According to three FTC complaints, the companies allegedly marketed “Active Listening” as a service that could capture and analyze consumers’ real-world conversations through smart device microphones (e.g., phones, TVs, speakers) and serve hyper-targeted ads to consumers in specific geographic areas based on what they were overheard saying.

The pitches were unsubtle. CMG’s websites told small businesses “Don’t Just Know What They’re Searching For — Know What They’re Talking About,” and even acknowledged the optics: “Creepy? Sure. Great for marketing? Definitely.” MindSift and 1010 Digital, for their part, supplied CMG with the underlying marketing copy and ghostwrote responses to skeptical prospects, assuring would-be buyers that consumers had agreed to this intimate access through clickwrap terms of service at app download. 
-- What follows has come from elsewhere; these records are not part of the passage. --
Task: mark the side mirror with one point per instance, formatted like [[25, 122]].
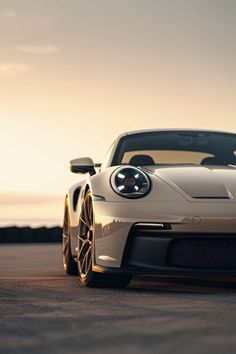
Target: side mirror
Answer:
[[83, 165]]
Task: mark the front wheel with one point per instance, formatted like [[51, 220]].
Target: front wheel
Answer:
[[86, 252], [69, 263]]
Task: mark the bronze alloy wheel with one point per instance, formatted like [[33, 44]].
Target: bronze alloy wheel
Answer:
[[69, 263], [85, 238], [86, 252]]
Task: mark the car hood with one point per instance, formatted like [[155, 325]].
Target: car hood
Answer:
[[200, 182]]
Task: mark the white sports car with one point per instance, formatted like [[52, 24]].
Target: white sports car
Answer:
[[163, 202]]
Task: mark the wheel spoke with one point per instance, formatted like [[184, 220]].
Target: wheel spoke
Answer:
[[85, 237]]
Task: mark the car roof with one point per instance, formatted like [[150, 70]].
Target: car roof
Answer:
[[133, 132]]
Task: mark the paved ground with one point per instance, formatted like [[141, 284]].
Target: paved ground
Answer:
[[44, 311]]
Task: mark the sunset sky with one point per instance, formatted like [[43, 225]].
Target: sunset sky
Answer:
[[74, 74]]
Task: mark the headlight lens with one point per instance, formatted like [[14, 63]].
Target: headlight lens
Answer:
[[130, 182]]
The claims did not hold up to FTC scrutiny: 

  • The companies collected no voice data at all. Instead, they were reselling email lists purchased from data brokers at a significant markup.
  • The companies identified boilerplate terms of service as the basis for consumer consent for voice data collection. The FTC rejected the equivalence, asserting that general acceptance of terms “do not constitute ‘opt-in consent’ for such an invasive service.”

Under the proposed orders, CMG will pay $880,000 and MindSift and 1010 Digital will each pay $25,000. All three are subject to 20-year monitorships. The marketing firms faced an additional count for providing CMG with the “means and instrumentalities” to deceive its customers – the FTC’s theory for reaching parties actors who supply others with tools to deceive – through prewritten sales pitches and FAQ responses. 

Key Takeaways

  1. AI marketing is an enforcement priority. Deception in this space has been a focus since Operation AI Comply in 2024, and many read the current administration’s Rytr reversal last year as a retreat. CMG says otherwise.
  2. Selling the tool vs. writing the lie. Read alongside the erstwhile Rytr settlement, these cases sketch a rough framework for “means and instrumentalities” liability in AI marketing. Rytr rejected liability where a vendor merely offered a tool capable of misuse – there, drafting fake product reviews. MindSift and 1010 Digital provide the counterfactual: furnishing the actual deceptive content a reseller uses – marketing materials, sales pitches, and canned FAQs – goes beyond neutral capability. Rytr’s tools could generate deception; MindSift’s and 1010 Digital’s were deceptive on delivery. Any theory may decay quickly under this mercurial administration, but for now the line is coherent: the FTC likely won’t punish you for selling a tool someone else might use, but it will if you hand your reseller the specific lies.
  3. Generic consent does not cover invasive uses. The consent element here was incidental but instructive. To this FTC, clicking through generic app terms of service is insufficient for invasive services like voice surveillance. Consent obtained for one general purpose cannot be stretched to cover materially different and more sensitive data practices. The more invasive the collection, the more specific and conspicuous the consent must be.
  4. Please don’t market your technology as “creepy.” It shouldn’t take a lawyer for you to know there’s a good chance doing so will show up in a complaint one day.